Garcia traveled to Paris to study civil engineering, graduating in 1906 as the first Dominican to do so. He returned to La Vega and in 1908 married Luisa Teresa Fernandez Perez. He built several buildings, among them the first theater of La Vega.

== Polyplane ==
Between 1906 and 1911 Garcia created the design for his own airplane, taking inspirations from the original Wright Flyer to Alberto Santos Dumont’s 14bis and the Voisin and Bleriot biplanes. He called his design the ‘Poliplano’, or ‘Polyplane’ in English, meaning multi-wings due to its three wings.

Garcia attempted to create interest in his design and its potentials with the Dominican government, convincing them to back his project and clearing a landing strip in the Sabana de Ponton area of La Vega on 17 January 1911.

He acquired partial funding and traveled to Long Island, placing an order for the construction of the Poliplano according to his specifications with the American Aeroplane Supply House, a Long Island airplane manufacturer specializing in Bleriot monoplanes. Construction began on 4 February 1911 using equipment and parts used for the Bleriot planes.

In July of the same year he began taking flying lessons with the instructor James Lester Weeks and also engaged Weeks as the aviation instructor for the Dominican army. Attempts were made to persuade Garcia to remove the ‘poly’ part of the plane and recognize it as a monoplane. He seemed to have rejected the name change as it is continually referred to as a 'Poliplano'.

By August 1911 the manufacturers ran into trouble with Garcia's design, possibly due to a miscalculation in the weight of the Roberts engine. Construction was put on hold and Garcia returned to Santo Domingo.

Back in La Vega Garcia helped organize the La Vega Center of Aviation with the purpose of opening a flight school once the Polyplane arrived on the island and so kick start the Dominican flight industry.

Garcia returned to Long Island in January 1912. Construction had continued and the plane was completed on February 20, 1912. Its specifications are registered as the Garcia Polyplane, 6-cylinder, 75-horsepower Roberts motor with a Gibson propeller. The first flight attempts on the Nassau Boulevard Aerodrome seem to have been a failure. The pilot and flight engineer Fred Schneider who had worked with the Wright and Curtis planes, was quoted as saying that the design was to blame.
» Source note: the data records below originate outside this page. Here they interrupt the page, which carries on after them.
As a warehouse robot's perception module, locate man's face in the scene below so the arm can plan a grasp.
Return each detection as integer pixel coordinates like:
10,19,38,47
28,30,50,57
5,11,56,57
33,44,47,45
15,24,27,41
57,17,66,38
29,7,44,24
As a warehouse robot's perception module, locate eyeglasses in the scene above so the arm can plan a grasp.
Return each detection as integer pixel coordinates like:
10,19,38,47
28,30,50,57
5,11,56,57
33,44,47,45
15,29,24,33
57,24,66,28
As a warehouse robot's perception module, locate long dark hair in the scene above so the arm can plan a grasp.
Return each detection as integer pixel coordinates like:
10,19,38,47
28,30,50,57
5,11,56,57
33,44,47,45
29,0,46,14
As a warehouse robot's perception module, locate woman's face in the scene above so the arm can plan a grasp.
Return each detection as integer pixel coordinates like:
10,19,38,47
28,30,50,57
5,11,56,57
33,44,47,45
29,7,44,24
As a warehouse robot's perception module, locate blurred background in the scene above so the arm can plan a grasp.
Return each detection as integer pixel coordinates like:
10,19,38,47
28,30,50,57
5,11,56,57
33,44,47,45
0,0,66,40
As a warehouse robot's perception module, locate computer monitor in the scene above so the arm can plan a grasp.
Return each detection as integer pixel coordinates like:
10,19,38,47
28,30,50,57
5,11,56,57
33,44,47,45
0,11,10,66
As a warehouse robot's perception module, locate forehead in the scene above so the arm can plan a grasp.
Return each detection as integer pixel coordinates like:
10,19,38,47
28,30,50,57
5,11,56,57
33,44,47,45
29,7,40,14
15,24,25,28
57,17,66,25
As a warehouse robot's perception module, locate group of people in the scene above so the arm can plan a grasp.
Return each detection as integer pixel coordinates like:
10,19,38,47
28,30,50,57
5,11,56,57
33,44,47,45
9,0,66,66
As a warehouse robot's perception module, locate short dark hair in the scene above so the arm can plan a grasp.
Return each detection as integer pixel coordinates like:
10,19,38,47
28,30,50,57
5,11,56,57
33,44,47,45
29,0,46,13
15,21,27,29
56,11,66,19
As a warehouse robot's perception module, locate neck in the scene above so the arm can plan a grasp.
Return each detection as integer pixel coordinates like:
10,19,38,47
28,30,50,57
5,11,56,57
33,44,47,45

Disappointed, Garcia ordered the plane dismantled and shipped by boat to the Dominican Republic. Some Dominican news outlets falsely reported that the plane was destroyed in a fire, but this may be a misunderstanding stemming from a storm that ravaged the Nassau Boulevard Aerodrome on 24 February 1912, damaging a few planes and hangars.

== La Vega flight attempts ==
Back on the airstrip in Sabana del Ponton in La Vega, Garcia reassembled the plane himself. The reassembly was often falsely reported as the actual construction.

Using the knowledge he had acquired as a pilot, he attempted to correct the design errors, taking the plane on various test flights along the Ponton air strip.

In the Santiago newspaper El Progreso appeared an article by Rafael Sanchez Gil describing a test flight as:

[...]I myself have touched and have seen the device rising to a very high altitude... The most perfect balance I have seen him keep the device in the air was at the moments when Mr. García let it fall abandoned to its weight to show the slowness with which, in a given case and without the slightest bit of danger, a descent could be made, when for some reason the engine or any other part of the apparatus would deprive it of its initial impulse[...]

The same article shows that Garcia later approached the directors of the Aviation Center to recommend the dissolution of said organization. He wrote off the Polyplane as a financial loss. The plane is reported to have remained at the Sabana de Ponton landing strip where it rotted away.

== Death ==
Garcia died in 1916 after battling a high fever. He was 34 years of age, 10 days shy of his 35th birthday.

== Gyrocopter ==
In 1983 the son of Garcia, Tirso de Jesus García Fernandez, built and flew a gyrocopter called the Cabra Loca, the Mad Goat, from Puerto Rico to the Dominican Republic.